Day 2 Advanced Applications

  • Instructor Led Workshop: Demonstration based on participant submitted requirements.
    • How does an advanced expert work in practice
  • Advanced Planguage specification tools: Background Parameters
    • Relationships
    • Priority
    • Risks, Issues, Dependencies, Assumptions
  • Generic Quality Templates: how to quantify the ilities
  • Estimation: Dynamic Agile Resource Management for Time and money
    • The Confirmit Case
    • The Cleanroom Case
  • Project Management for Top Level Requirements: The Evo Method
    • One week Project Startup
    • The US DoD Persinscom Case,
    • The Evo Project Management Cycle
    • Bank Cases (Citigroup, Smith)
  • Value Decision-making: The Impact Estimation Table short fundamentals. Exploiting the quantified top level requirements for architecture and design.
    • AS Time Permits: Options, chosen as time permits or on extra time.
    • Risk Management with Quantified top level project objectives
    • Quantifying Software Organization Productivity (Ericsson Case)
    • Quantifying and managing Technical Debt.
    • Maintainability
    • The Green Week for sustained Refactoring Engineering (Confirmit)

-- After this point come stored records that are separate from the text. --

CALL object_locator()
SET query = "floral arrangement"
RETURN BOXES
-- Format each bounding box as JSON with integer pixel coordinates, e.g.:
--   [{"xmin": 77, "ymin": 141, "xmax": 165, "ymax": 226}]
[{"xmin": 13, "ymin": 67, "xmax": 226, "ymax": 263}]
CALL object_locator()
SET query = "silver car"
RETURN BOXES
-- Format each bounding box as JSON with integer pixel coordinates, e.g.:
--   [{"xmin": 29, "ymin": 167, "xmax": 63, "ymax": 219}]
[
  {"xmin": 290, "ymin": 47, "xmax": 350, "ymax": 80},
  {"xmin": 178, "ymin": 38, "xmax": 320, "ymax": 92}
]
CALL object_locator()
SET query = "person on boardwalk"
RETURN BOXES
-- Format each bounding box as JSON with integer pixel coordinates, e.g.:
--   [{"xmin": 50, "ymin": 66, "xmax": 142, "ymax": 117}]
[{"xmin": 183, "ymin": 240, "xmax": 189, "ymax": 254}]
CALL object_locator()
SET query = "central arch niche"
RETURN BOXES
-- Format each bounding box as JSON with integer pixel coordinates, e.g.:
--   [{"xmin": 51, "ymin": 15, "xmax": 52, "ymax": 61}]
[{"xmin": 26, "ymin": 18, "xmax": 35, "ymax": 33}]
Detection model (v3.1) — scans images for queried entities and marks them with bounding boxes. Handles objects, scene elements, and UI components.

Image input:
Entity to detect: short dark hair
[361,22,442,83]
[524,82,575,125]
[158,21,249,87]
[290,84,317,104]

About Speakers: Tom Gilb and Kai Gilb

Tom Gilb and Kai Gilb have, together with many professional friends and clients, personally developed the Agile methods they teach. The methods have been developed over five decades of practice all over the world in both small companies and projects, as well as in the largest companies and projects. Their website offers free papers, slides, and cases about Agile and other subjects.

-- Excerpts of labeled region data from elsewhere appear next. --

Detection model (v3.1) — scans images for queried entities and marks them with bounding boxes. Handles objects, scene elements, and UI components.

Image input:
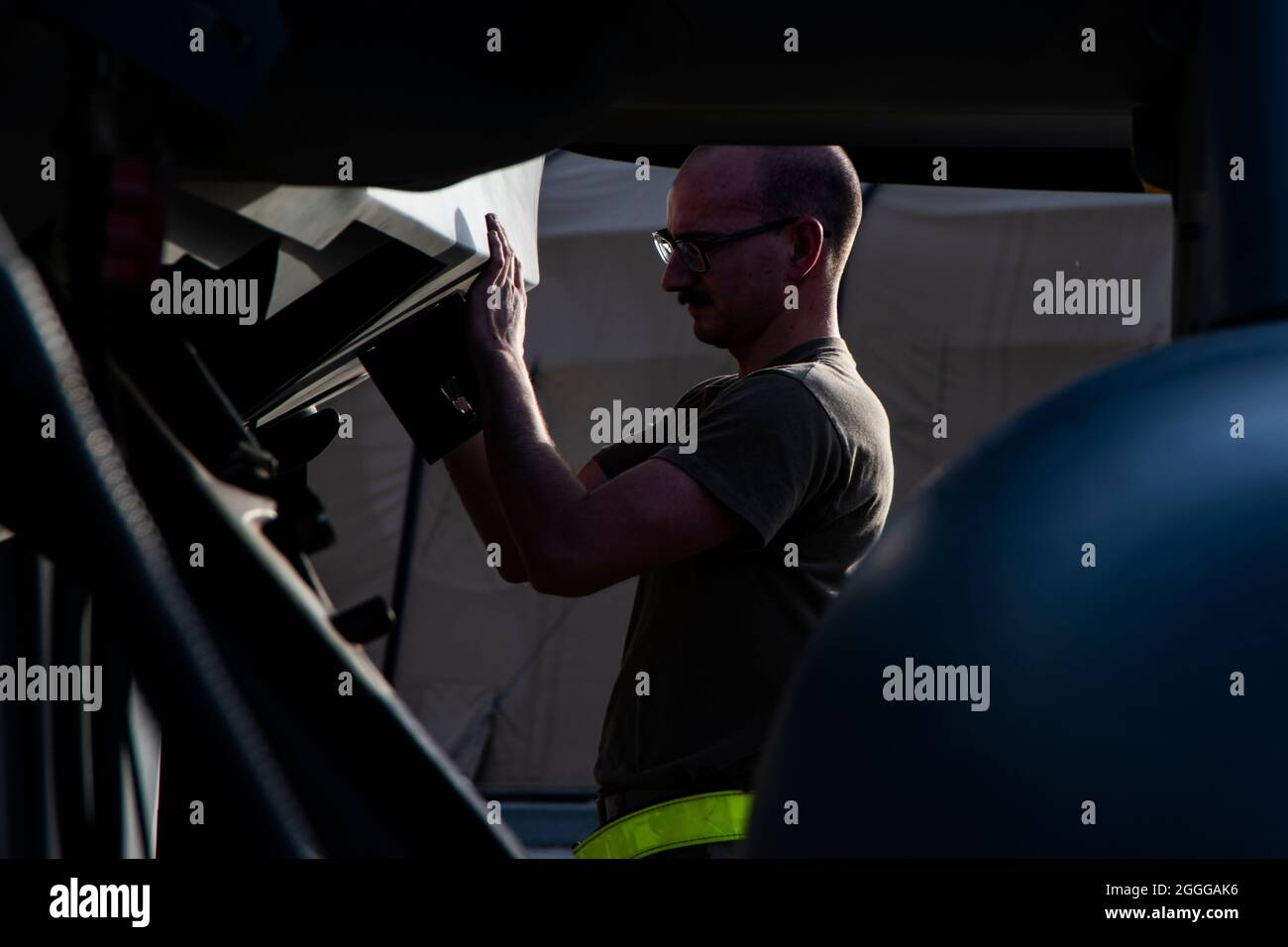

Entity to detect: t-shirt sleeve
[590,381,711,479]
[656,372,842,549]
[591,441,660,479]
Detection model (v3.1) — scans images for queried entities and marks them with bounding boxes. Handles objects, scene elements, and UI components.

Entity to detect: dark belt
[595,783,738,826]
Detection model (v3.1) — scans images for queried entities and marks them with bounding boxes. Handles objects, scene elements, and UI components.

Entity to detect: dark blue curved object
[748,323,1288,858]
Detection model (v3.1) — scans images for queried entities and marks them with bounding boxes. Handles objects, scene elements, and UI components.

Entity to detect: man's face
[662,149,791,349]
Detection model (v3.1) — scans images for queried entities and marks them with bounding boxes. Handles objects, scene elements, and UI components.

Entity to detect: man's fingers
[496,220,523,290]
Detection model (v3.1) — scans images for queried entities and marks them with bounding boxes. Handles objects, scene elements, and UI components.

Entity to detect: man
[447,147,894,857]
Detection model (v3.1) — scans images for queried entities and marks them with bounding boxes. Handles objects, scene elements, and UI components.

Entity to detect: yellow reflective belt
[572,789,751,858]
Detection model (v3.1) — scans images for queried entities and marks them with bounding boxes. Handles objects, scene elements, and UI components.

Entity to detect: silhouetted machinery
[750,3,1288,858]
[0,0,1288,857]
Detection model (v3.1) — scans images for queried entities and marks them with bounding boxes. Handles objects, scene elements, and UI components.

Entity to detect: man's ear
[791,217,823,279]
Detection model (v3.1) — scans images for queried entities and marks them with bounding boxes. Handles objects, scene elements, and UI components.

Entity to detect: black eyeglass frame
[653,215,832,273]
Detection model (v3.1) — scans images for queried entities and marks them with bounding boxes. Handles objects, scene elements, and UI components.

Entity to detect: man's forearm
[480,349,587,586]
[443,432,528,582]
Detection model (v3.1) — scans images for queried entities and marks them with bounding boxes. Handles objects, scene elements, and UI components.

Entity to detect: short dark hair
[759,145,863,274]
[690,145,863,275]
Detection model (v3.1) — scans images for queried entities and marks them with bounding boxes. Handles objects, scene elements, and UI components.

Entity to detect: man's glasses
[653,217,831,273]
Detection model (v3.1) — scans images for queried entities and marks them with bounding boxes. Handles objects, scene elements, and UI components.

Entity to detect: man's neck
[729,309,841,377]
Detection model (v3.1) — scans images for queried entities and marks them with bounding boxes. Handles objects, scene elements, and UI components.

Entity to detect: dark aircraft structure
[0,0,1288,858]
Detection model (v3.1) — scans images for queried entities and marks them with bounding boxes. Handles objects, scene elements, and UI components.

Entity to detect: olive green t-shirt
[595,336,894,796]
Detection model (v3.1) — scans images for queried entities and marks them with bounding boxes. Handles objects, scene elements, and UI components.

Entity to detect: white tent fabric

There are many organisations, and individuals, who use some or all of their methods. IBM and HP were two early corporate-wide adopters (1980, 1988). Recently (2012) over 15,000 engineers at Intel have voluntarily adopted the Planguage requirements specification methods; in addition to practicing to a lesser extent Evo, Spec QC and other Gilb methods. Many other multinationals are in various phases of adopting and practicing the Gilb methods. Many smaller companies also use the methods. They have advised top management at UK Companies on Business Agile in 2013 and earlier.

Tom Gilb

Tom is the author of nine published books, and hundreds of papers on Agile and related subjects. His latest book ‘Competitive Engineering’ (CE) is a detailed handbook on the standards for the 'Evo' (Evolutionary) Agile Method, and also for Agile Spec QC.  The CE book also, uniquely in the Agile community, defines an Agile Planning Language, called 'Planguage' for Quality Value Delivery Management. His 1988 book, Principles of Software Engineering Management (now in 20th Printing) is the publicly acknowledged source of inspiration from leaders in the Agile community (Beck, Highsmith, and many more), regarding iterative and incremental development methods. Research (Larman, Southampton University) has determined that Tom was the earliest published source campaigning for Agile methods (Evo) for IT and Software. His first 20-sprint agile (Evo) incremental value delivery project was done in 1960, in Oslo.

Tom has guest lectured at universities all over UK, Europe, China, India, USA, Korea - and has been a keynote speaker at dozens of technical conferences internationally. He did his first TEDx talk in Trondheim in 2013.

Tom is an Honorary Fellow of the BCS.

Kai Gilb

Kai Gilb has partnered with Tom in developing these ideas, holding courses and practicing them with clients since 1992. He coaches managers and product owners, writes papers, develops the courses, and is writing his own book, ‘Evo – Evolutionary Project Management & Product Development.’

Tom & Kai work well as a team, they approach the art of teaching their common methods somewhat differently. Consequently the students benefit from two different styles.